“我不会要求你为拍摄违反安全规定。”
周砚临看她一眼。
“很多拍摄团队都会要求。”
“他们不专业。”
许闻溪说得直接。
“不能完成的收音,可以找替代方案。建筑损坏和人员事故不能重来。”
周砚临的目光在她脸上停留片刻。
“很好。”
许闻溪微微挑眉。
“这是夸奖?”
“是对工作原则的确认。”
“周老师果然不轻易夸人。”
“我们认识还不到一天。”
“但你已经提醒我吃糖、注意楼梯、扎好头发。”
周砚临沉默了一瞬。
“这些属于安全提醒。”
“我知道。”
许闻溪眼中浮起极浅的笑意。
没有暧昧。
更像是经历一场顺利沟通后自然生出的轻松。
下午的勘景持续了近五个小时。
结束时,许闻溪的记录本已经写满十几页。
顾若安临时去处理采访许可,其他人相约到附近餐厅吃饭。
高远主动邀请她。
“许老师,一起吗?算我为早上的冒犯赔罪。”
“今天不了。”
许闻溪抬了抬手中的资料。
“我想先把采样点整理出来。”
“你不用倒时差?”
“昨晚已经睡过了。”
高远仍想再劝,旁边的吴峥拉了他一下。
“人家刚到第一天,你别把赔罪变成社交负担。”
高远这才反应过来。
“对,那明天再说。

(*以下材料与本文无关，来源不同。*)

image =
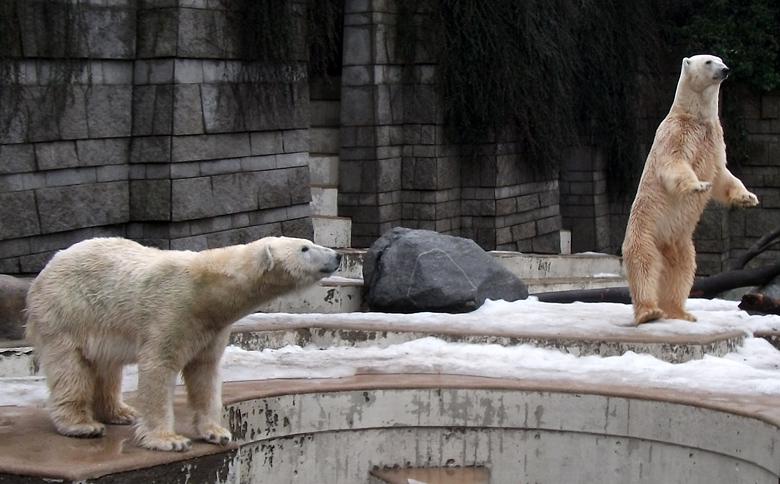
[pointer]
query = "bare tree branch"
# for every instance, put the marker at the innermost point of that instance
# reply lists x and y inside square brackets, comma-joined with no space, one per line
[706,288]
[760,246]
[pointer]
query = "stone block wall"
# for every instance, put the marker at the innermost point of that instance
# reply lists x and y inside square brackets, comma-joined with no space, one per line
[397,168]
[162,137]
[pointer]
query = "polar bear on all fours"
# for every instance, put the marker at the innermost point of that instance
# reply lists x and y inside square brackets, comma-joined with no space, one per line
[686,167]
[108,302]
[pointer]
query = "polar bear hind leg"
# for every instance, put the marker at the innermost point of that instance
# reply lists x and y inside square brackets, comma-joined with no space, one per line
[643,268]
[108,405]
[679,268]
[71,380]
[156,383]
[204,391]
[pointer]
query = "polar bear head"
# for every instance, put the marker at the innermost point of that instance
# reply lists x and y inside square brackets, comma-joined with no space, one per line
[297,262]
[703,71]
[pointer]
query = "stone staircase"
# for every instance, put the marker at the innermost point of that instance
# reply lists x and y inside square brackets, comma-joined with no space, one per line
[329,229]
[342,293]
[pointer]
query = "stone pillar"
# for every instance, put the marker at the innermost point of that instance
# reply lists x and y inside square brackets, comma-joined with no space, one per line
[371,122]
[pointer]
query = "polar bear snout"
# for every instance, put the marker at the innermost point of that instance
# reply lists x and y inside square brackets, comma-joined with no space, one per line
[332,264]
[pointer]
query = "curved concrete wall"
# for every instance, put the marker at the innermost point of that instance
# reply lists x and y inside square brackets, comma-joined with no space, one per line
[521,435]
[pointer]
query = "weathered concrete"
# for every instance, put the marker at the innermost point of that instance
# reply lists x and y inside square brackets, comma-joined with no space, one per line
[339,430]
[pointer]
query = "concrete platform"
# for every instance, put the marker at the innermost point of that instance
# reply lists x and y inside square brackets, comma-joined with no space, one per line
[342,430]
[257,332]
[434,475]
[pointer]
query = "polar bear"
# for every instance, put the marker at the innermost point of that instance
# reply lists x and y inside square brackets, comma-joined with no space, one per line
[108,302]
[686,167]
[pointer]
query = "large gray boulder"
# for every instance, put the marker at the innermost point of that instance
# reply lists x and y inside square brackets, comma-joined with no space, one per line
[13,291]
[408,271]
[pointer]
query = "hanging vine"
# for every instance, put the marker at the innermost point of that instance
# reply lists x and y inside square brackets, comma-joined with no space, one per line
[48,29]
[545,71]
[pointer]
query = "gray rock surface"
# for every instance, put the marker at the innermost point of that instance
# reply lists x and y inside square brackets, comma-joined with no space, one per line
[408,271]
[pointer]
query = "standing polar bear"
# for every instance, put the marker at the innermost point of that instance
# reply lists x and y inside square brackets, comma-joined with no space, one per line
[685,168]
[108,302]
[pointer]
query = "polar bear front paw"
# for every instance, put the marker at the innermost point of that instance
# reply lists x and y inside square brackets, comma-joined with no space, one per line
[700,187]
[214,434]
[85,430]
[169,442]
[746,199]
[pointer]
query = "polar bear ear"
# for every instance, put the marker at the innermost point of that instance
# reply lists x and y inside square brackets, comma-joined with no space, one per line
[265,260]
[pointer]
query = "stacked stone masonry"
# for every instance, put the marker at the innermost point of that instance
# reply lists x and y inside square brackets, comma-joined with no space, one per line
[161,139]
[397,167]
[160,134]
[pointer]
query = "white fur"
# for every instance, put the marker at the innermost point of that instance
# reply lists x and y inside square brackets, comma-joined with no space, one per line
[108,302]
[686,167]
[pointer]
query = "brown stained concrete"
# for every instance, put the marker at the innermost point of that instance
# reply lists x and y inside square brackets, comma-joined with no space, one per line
[625,334]
[437,475]
[29,445]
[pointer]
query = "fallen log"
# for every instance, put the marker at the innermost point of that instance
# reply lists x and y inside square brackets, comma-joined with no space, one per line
[706,288]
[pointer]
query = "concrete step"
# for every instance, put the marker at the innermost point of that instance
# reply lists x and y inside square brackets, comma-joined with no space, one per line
[332,231]
[435,475]
[543,266]
[324,200]
[324,169]
[331,296]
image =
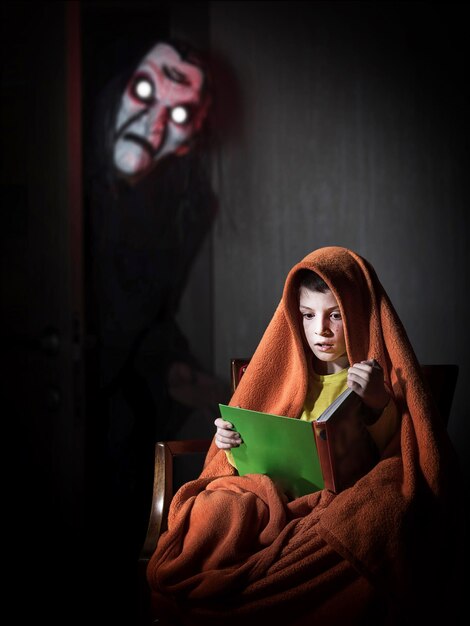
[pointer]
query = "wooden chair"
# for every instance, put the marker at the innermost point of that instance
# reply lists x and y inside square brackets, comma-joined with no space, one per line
[442,380]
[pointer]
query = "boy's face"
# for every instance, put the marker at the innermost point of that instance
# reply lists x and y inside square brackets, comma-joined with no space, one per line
[324,331]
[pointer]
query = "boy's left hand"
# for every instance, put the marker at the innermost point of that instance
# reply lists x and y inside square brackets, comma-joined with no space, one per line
[367,380]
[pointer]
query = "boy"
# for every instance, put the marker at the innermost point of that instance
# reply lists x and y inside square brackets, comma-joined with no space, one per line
[237,551]
[330,373]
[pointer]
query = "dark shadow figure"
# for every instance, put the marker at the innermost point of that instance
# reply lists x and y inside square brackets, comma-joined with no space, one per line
[143,239]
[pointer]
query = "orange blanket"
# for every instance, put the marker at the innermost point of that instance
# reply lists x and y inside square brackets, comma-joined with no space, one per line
[236,550]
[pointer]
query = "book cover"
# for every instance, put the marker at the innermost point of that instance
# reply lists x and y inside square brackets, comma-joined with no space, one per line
[300,456]
[345,446]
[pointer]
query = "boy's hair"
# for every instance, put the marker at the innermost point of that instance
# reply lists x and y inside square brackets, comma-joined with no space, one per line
[311,281]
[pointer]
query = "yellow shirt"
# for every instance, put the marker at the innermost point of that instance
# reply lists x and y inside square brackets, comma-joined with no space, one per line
[323,389]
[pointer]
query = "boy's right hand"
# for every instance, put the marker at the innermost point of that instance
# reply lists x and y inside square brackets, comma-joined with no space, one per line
[225,437]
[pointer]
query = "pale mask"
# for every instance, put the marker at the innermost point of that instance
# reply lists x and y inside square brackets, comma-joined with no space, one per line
[161,110]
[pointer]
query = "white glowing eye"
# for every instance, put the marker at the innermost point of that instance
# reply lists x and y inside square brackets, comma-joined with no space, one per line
[179,115]
[143,89]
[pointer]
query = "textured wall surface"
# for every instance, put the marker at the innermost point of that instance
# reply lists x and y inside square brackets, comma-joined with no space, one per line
[344,125]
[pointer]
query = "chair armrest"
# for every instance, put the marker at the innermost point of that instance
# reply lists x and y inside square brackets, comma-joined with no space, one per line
[165,451]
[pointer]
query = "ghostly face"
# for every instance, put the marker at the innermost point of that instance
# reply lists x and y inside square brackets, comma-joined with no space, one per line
[160,111]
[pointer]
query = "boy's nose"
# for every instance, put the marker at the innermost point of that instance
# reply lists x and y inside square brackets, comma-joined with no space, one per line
[322,328]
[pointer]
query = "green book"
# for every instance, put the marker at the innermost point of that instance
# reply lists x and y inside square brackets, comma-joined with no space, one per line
[282,447]
[332,452]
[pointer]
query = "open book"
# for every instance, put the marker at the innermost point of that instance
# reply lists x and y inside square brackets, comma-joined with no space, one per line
[302,457]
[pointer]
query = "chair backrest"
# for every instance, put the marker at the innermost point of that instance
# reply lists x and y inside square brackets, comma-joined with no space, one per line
[441,379]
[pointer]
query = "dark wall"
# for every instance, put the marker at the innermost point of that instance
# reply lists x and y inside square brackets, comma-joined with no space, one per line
[353,131]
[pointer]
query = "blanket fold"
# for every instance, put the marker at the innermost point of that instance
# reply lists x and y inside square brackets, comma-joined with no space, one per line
[236,548]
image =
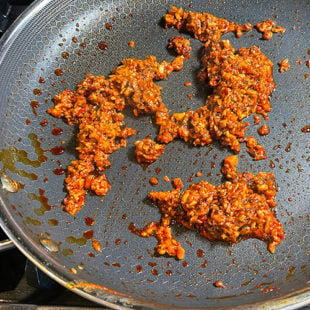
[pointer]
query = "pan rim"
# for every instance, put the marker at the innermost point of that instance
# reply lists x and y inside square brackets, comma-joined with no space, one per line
[290,301]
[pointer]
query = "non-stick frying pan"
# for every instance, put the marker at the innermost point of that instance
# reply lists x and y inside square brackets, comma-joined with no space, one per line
[127,273]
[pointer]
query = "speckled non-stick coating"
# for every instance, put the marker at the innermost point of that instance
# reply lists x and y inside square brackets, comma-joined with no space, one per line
[127,262]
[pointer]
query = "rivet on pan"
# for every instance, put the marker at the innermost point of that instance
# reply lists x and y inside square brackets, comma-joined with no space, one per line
[50,245]
[9,184]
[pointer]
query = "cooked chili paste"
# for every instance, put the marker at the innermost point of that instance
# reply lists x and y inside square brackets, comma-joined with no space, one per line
[241,81]
[241,208]
[96,108]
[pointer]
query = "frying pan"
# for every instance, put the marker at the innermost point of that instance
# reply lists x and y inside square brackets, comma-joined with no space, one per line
[127,273]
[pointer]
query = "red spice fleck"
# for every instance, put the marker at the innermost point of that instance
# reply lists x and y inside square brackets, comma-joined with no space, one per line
[256,119]
[44,123]
[283,65]
[263,130]
[59,171]
[219,284]
[89,221]
[37,92]
[57,150]
[102,46]
[153,181]
[57,131]
[116,265]
[58,72]
[154,272]
[88,234]
[96,245]
[305,129]
[166,179]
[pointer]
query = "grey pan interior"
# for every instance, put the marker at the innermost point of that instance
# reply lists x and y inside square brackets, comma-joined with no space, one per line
[255,278]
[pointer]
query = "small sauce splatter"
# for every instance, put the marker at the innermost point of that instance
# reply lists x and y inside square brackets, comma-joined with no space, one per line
[57,131]
[65,55]
[67,252]
[89,221]
[305,129]
[157,171]
[57,150]
[37,92]
[166,179]
[116,265]
[96,245]
[102,46]
[154,272]
[263,130]
[169,273]
[52,222]
[59,171]
[58,72]
[288,147]
[219,284]
[88,234]
[200,253]
[153,181]
[184,263]
[44,123]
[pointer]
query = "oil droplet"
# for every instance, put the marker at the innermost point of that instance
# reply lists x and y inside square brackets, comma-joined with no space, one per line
[9,184]
[52,222]
[34,105]
[32,221]
[65,55]
[50,245]
[59,171]
[80,241]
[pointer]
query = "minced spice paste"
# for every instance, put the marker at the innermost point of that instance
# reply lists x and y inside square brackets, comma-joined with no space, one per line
[241,208]
[268,28]
[242,83]
[96,108]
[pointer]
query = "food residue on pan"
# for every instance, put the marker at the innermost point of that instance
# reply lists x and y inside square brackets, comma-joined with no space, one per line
[268,28]
[283,65]
[241,208]
[242,82]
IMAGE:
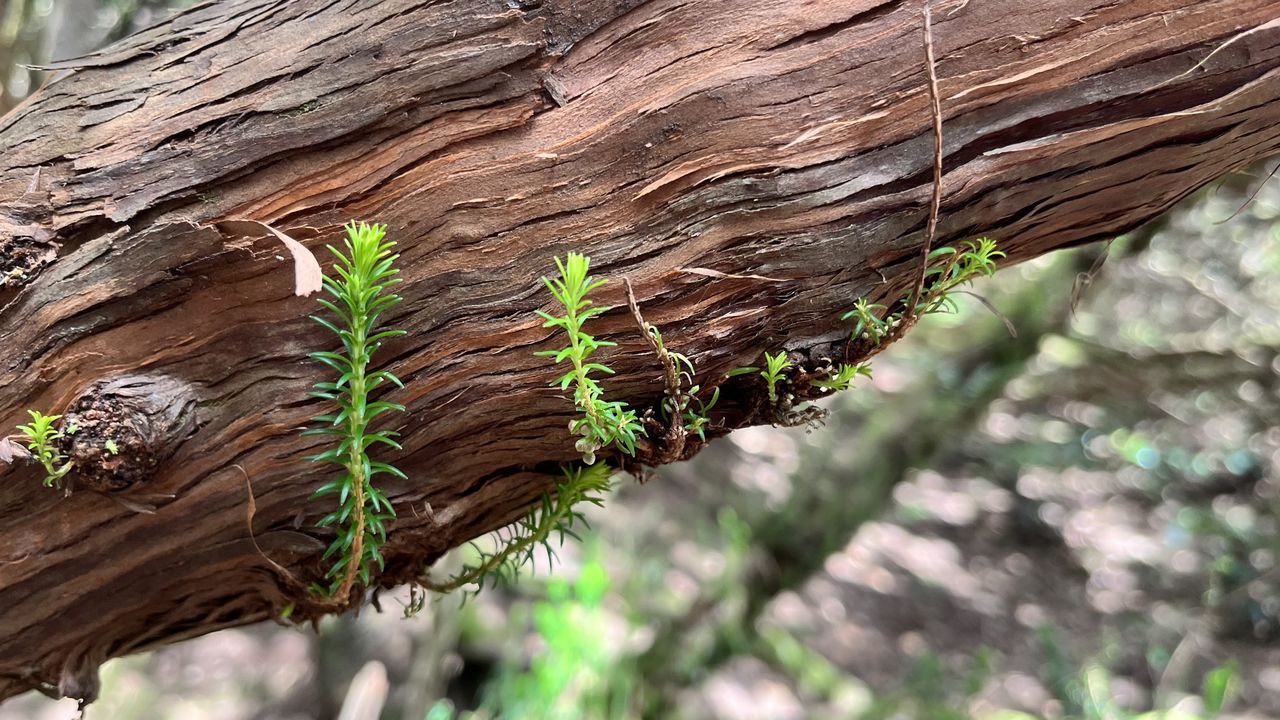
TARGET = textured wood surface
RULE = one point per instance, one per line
(753, 167)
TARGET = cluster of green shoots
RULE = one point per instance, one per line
(360, 296)
(42, 438)
(603, 423)
(947, 270)
(556, 518)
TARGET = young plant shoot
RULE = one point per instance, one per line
(603, 423)
(360, 296)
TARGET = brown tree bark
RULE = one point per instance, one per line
(752, 165)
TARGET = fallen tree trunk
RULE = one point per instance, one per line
(753, 167)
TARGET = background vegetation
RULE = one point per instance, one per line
(1079, 522)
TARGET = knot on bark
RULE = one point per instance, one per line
(120, 429)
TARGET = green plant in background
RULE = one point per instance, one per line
(1086, 693)
(949, 269)
(360, 296)
(554, 518)
(41, 438)
(772, 372)
(603, 423)
(579, 671)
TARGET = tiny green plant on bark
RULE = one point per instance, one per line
(41, 441)
(556, 518)
(775, 364)
(947, 270)
(603, 423)
(360, 296)
(842, 377)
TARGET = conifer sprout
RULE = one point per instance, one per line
(360, 296)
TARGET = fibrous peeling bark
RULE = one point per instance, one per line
(752, 165)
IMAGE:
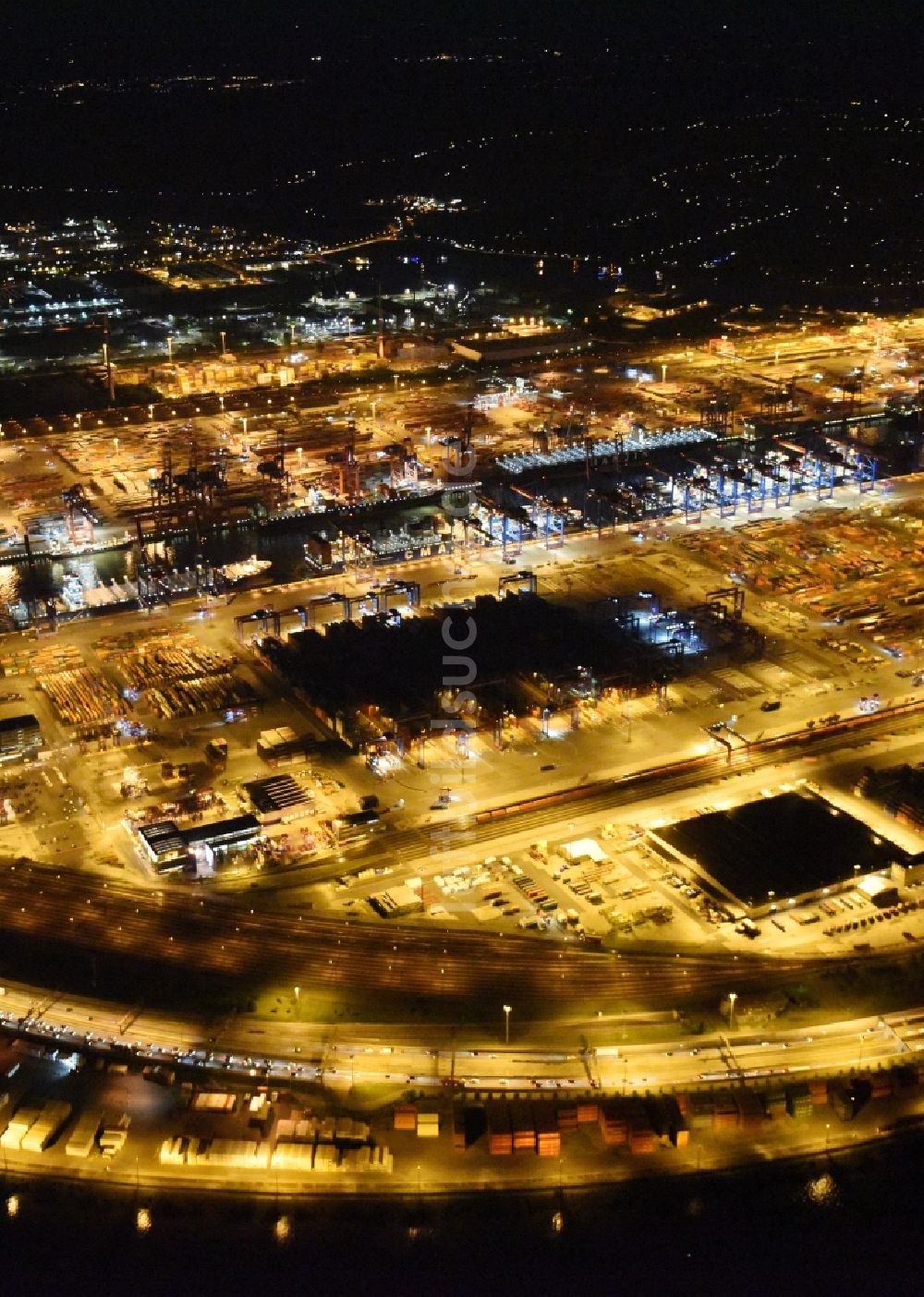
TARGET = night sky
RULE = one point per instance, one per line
(743, 148)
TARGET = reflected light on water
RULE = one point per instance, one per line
(821, 1191)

”
众人陆续离开。
许闻溪留在临时办公室,将白天的录音导入电脑。
窗外天色一点点暗下来。
傍晚又开始下雨。
雨水敲打旧剧院外的防护棚,形成密集的高频声响。
她戴着耳机反复听舞台中心的那段录音。
除了木板声、电车震动与人声混响之外,音频第十八秒出现了一次非常轻的低频共振。
不像风。
也不像施工噪声。
许闻溪标记好时间,准备第二天询问修复团队。
等她离开剧院,已经接近九点。
街边餐厅大多仍然营业。
雨中的窗户透出温暖灯光,顾客坐在室内喝酒交谈。
她在楼下买了一份汤和面包,撑着那把黑伞往公寓走。
回到旧楼时,二楼门缝下透着光。
周砚临已经回来了。
许闻溪没有敲门还伞。
外面仍在下雨,她准备等天气晴朗后再说。
她回到三楼,吃过晚餐,又将白天的笔记整理成电子文档。
工作让时间变得很快。
等她关掉电脑,已经过了凌晨一点。
窗外的雨渐渐小了。
整栋旧楼陷入深夜特有的安静。
没有脚步,也没有居民说话。
只有偶尔从远处传来的车声。
许闻溪洗漱后躺上床。
身体已经很累,精神却因为时差保持着清醒。
她翻了几次身,干脆坐起来,准备戴耳机听一会儿白噪声。
就在这时,楼下传来一声钢琴。
很轻。
第一个音落下后,停顿了两秒。
接着是第二个、第三个。
有人在弹琴。
琴声隔着旧楼的木质楼板与墙体传上来,音量并不大,却因为深夜的安静显得异常清晰。
弹琴的人起初似乎只是随意试音。
几个零散的和弦后,旋律慢慢连成完整的乐句。
许闻溪的动作忽然停住。
她坐在床边,手里仍握着尚未戴上的耳机。
那是一首她听过无数次的曲子。
不是流行音乐。
也并非多么罕见的古典作品。
只是经过重新编曲后,成为了她原本婚礼的入场音乐。
前奏里的海浪声,是她亲手录的。
钢琴部分,也是她与乐队反复调整后最终确定的版本。
虽然楼下没有海浪声。
琴谱也有几处细微差别。
可主旋律不会错。
它曾经被她设想过很多次。
宴会厅的门打开。
灯光落下来。
她穿着婚纱,沿鲜花长廊一步一步走向周予安。
而如今,婚礼已经取消。
那件婚纱被留在国内。
她独自坐在里斯本一栋旧楼的床边,听见本该在婚礼上响起的音乐,从楼下缓慢传来。
许闻溪的手指一点点收紧。
楼下住着周砚临。
那位在机场递给她一把伞、在工作中公事公办的周先生。
钢琴声仍在继续。
穿过雨夜。
一声一声,敲在她尚未真正愈合的旧伤上。